The Leitz Elmarit-C 40mm 2.8. A Leica Lens Not Good Enough For Minolta

imageThe Leitz Elmarit-C 40mm f2.8 is a peculiar lens in the history of Leica optics.  Leitz intended the Elmarit-C to be paired with the Leica CL, itself a joint venture with Minolta that was to produce the compact “Baby M” Leica CL and Leitz Minolta CL, the same camera offered by both companies with differing engravings, between 1973 and 1976. The bodies themselves, be they labelled Leica or Minolta, were to be designed by Leitz and built by Minolta in Japan. Leitz, pulling rank with their reputation as the premium optical manufacturer, were tasked with designing the optics for both the German and Japanese iterations of the camera.

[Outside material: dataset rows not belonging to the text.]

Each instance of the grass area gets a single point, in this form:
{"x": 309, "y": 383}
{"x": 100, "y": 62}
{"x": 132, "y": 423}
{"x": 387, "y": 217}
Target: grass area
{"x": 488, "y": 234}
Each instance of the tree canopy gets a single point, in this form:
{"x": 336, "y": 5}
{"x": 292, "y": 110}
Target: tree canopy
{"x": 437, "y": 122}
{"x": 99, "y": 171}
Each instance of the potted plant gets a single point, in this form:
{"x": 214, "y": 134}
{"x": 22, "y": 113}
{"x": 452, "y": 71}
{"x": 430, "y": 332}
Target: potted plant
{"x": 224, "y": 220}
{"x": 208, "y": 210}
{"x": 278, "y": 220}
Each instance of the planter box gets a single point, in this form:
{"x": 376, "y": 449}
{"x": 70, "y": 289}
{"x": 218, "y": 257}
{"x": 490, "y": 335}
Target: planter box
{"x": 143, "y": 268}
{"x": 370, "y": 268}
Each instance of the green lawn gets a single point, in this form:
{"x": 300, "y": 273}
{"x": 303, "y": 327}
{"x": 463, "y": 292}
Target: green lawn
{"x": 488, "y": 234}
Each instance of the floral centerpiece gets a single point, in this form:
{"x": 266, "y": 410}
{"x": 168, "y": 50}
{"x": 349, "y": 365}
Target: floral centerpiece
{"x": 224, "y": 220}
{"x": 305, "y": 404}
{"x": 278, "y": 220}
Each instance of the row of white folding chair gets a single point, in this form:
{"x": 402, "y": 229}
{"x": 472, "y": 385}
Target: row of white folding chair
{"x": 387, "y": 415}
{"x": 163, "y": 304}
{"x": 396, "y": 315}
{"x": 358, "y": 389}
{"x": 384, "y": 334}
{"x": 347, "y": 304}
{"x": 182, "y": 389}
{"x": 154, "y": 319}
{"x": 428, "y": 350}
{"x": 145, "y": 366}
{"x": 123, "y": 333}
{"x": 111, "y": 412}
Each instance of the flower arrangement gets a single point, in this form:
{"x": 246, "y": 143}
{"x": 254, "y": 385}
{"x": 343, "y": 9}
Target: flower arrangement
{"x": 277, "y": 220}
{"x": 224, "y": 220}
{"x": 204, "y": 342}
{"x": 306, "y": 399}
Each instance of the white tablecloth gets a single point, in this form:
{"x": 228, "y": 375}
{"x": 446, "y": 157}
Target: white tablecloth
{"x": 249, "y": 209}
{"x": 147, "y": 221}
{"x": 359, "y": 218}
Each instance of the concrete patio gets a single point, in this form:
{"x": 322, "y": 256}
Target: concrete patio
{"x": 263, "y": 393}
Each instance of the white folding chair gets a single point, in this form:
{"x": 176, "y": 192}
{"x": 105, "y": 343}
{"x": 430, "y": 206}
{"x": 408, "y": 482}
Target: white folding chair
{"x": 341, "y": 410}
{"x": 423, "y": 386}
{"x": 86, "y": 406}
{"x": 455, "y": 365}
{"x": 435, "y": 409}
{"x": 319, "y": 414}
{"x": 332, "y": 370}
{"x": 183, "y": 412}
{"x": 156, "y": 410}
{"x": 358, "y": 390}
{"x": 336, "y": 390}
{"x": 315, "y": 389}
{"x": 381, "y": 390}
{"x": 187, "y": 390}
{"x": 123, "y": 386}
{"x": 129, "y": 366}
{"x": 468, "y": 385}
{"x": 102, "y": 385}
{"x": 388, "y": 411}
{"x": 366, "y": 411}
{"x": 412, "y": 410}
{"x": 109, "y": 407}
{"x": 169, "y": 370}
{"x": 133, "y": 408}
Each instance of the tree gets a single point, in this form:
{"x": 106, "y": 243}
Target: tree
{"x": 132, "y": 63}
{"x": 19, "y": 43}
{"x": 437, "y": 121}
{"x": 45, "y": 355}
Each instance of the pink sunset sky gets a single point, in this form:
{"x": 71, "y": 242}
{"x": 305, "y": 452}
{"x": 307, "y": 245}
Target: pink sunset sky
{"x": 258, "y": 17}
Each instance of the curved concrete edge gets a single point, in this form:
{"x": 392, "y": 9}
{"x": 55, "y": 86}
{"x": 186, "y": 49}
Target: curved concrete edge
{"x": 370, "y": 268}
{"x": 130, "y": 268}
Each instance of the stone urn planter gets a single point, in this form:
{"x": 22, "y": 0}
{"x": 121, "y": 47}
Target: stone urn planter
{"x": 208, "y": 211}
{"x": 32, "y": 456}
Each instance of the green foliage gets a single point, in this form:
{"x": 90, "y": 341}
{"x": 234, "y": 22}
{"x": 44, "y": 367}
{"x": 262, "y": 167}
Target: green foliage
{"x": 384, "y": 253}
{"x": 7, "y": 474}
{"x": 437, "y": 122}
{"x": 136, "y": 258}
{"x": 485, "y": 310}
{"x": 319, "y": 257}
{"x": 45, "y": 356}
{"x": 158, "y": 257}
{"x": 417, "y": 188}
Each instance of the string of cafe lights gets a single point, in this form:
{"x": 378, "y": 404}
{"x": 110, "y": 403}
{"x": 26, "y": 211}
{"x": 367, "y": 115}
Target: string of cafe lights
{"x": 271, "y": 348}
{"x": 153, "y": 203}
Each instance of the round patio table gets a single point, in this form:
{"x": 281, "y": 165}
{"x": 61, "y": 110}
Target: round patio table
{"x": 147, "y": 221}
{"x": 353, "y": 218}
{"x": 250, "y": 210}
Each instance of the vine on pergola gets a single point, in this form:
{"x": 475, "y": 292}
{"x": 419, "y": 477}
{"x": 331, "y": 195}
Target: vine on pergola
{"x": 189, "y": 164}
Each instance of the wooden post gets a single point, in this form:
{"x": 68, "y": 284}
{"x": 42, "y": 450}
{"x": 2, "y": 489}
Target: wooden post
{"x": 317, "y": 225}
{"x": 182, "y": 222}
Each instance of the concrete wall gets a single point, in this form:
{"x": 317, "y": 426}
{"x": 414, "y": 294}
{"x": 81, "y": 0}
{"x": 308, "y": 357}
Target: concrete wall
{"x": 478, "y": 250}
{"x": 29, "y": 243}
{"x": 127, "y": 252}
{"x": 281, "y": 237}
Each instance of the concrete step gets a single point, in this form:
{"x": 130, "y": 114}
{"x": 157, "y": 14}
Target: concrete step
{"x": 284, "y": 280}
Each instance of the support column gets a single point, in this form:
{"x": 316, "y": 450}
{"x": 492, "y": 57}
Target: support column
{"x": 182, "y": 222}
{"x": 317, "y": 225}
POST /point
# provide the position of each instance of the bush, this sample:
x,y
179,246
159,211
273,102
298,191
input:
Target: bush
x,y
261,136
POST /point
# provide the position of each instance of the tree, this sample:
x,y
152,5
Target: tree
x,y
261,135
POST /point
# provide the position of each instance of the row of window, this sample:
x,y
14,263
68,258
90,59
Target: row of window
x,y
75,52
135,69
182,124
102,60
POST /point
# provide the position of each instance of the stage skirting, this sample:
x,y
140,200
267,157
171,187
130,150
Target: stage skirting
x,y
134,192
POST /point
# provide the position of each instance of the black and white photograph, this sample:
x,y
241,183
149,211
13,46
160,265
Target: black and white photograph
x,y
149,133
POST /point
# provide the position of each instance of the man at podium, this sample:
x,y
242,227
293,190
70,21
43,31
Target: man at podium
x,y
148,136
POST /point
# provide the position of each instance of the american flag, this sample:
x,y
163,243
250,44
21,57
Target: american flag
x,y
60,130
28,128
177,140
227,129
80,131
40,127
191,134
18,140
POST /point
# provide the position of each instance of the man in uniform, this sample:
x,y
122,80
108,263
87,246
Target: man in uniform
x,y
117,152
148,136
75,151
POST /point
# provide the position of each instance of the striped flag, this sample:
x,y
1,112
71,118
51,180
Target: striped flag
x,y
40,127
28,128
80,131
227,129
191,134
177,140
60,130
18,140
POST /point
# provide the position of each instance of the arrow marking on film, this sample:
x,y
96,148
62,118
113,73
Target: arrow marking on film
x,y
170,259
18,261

Designed by Leitz, the lenses themselves were to be built by each company to identical spec, either in Germany for the Leica or in Japan for the Leitz Minolta. Leitz designed and proposed the Elmarit-C 40mm 2.8 as the standard lens. Minolta, upon receiving the prototype, came to the awkward conclusion that the lens was a dog, not up to Minolta standards, and requested Leitz to submit a redesign. Leitz reconsidered, recalibrated, and submitted the Summicron-C 40mm f2, a wonderful lens that holds its own to this day.

The barrel design of the Elmarit-C is similar to the Summicron-C 40mm f2 but is shorter in length, making focus and aperture setting even more difficult than it is on the Summicron. To fix this the Elmarit-C 40mm f2.8 featured a tab for both the focusing and aperture ring. The lens also stopped down to f22, unusual for a Leitz designed lens. Aside from that it was pretty much the same lens as the Summicron-C except for its optical quality. The lens is soft close up at any aperture but becomes less noticeable at further distances when stopped down to f5.6 or slower. Contrast is also very low wide open.

The change from the Elmarit to the Summicron happened so late in production that about 400 examples of the slower Elmarit-C f2.8 lens had already been manufactured by Leitz; stuck with them,  Leitz gave them to their employees. Infrequently one will appear on the collectors’ market, a rare and unusual piece of Leica history. That doesn’t mean you should buy one. It is, by all accounts, a terrible lens optically. If you are looking for a compact 40mm M mount lens to use, the standard CL Summicron-C 40mm f2 lens is just fine, as is the faster Voigtlander Nokton 40mm f1.4 for about the same price. The only reason to get the Elmarit-C 40mm f2.8 lens is if you are a collector. It was never offered commercially, making it catnip for Leica collectors as it is obscure, hard to find and no one knows precisely how many exist. Other than wanting it to sit nicely on your display case there is no reason to put it on a camera. Even Minolta agrees.